Edmund Booth by Harry G. Lang
Author:Harry G. Lang
Language: eng
Format: epub
Publisher: Gallaudet University Press
Published: 2016-04-12T04:00:00+00:00
THE new year arrived with Edmund still in California. He wrote from Columbia on January 8, 1853, to let his family know that he was all right despite the scarcity and high price of provisions in the mines. “I am in no danger of starving … [if only that] provisions are to be had at some price,” he explained. “I have enough for a week to come and my claim pays well when the sky will let us work.” The past week he and three partners had taken out $76. His board cost him $8–10 a week. He could not get bread or any meat at any price.32
On January 10, he warned her not to “suppose, as your letter indicated, that I am growing rich. Very few do that here. Perhaps one in a thousand.
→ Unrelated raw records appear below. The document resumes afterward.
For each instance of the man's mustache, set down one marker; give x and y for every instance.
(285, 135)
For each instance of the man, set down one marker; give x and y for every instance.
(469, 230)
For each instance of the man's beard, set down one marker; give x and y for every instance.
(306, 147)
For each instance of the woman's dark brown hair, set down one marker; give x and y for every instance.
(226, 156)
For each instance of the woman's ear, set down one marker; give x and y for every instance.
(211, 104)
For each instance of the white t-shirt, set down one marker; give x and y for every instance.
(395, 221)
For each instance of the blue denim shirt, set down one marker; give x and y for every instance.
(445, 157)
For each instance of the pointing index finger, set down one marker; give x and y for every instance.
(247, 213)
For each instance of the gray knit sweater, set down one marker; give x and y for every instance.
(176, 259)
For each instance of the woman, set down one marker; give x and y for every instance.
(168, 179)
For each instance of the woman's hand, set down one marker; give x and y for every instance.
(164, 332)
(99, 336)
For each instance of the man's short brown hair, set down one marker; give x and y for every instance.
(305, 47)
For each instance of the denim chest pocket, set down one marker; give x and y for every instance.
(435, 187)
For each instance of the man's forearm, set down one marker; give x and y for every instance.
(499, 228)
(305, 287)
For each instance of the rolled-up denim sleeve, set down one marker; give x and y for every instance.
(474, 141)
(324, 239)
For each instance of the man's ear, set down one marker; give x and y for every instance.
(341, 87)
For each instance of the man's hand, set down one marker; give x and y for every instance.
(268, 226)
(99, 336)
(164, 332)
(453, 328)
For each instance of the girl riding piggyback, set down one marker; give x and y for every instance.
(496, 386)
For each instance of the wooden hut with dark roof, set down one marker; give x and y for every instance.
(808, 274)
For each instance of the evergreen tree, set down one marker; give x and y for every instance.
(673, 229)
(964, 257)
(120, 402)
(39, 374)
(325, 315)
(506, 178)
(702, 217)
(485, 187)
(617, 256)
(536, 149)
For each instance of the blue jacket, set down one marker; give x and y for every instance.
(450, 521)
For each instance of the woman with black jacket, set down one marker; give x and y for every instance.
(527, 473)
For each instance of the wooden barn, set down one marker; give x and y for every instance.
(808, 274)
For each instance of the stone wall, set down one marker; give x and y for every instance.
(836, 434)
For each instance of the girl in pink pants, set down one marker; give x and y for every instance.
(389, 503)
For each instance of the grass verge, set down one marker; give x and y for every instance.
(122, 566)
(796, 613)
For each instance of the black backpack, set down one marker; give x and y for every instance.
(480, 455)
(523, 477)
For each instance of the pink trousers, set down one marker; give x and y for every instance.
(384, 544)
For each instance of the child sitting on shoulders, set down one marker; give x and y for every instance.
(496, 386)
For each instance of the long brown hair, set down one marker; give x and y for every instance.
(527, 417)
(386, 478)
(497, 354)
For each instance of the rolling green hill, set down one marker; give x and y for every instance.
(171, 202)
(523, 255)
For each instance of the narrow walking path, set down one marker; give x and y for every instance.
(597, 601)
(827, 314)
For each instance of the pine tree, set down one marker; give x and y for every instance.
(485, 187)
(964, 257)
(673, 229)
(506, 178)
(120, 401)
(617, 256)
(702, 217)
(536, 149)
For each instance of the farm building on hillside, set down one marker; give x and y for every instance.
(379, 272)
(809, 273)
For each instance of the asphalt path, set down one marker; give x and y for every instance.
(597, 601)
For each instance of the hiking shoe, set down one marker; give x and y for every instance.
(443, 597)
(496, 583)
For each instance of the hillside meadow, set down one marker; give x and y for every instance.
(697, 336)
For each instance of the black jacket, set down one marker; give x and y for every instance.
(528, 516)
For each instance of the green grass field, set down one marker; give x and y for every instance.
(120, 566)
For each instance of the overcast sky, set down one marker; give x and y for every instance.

Still I am doing very well, or rather I should be doing well if the rain would but cease and let us work more than one or two days in the week.” He was pleased that she and the children were with Emily. He encouraged them to stay if they were enjoying the visit and suggested that Thomas might be able to attend a better school in Dubuque than the one in Anamosa.33
Mary Ann’s March letter mentioned an uneducated deaf man named John Healey from Dubuque who had emigrated to California with his family. Healey had returned and met with Lewis Perkins in Anamosa and explained that he planned to take his family back to California to both farm and dig for gold. Mary Ann doubted that this was wise, since Healey had neither yet staked a claim, nor bought a farm and the gold rush had already attracted too many people. Mary Ann tried once again to pressure Edmund to return. She told him she was worried about her own health. “Sometimes my heart is painful. If you do not come back sooner I expect that I shall sometimes die suddenly. I do not know what will our children do. … I wish that you would go and see a clairvoyant … and tell him to go and examine my heart and ears which always itch and often become very sore.”34
Edmund responded by sending home money. He told Mary Ann to “pay all debts and get the land near the house at Anamosa broken, so that it will be ready to cultivate next spring—I shall be at home next winter to prepare the fence.” Pleading for her patience, he wrote, “my expectations of last winter failed but I am doing well now—You are happier than I am, as you have the children with you and I am alone. Keep your head or hands or both busy—Work or read as you please, and time will not appear so long.”35
Despite his optimism, Edmund was discouraged. Back home, William Haddock had begun publishing the Anamosa News and Journal, a weekly newspaper. New businesses were opening and Anamosa was growing. But in California, Edmund could hardly find enough to eat.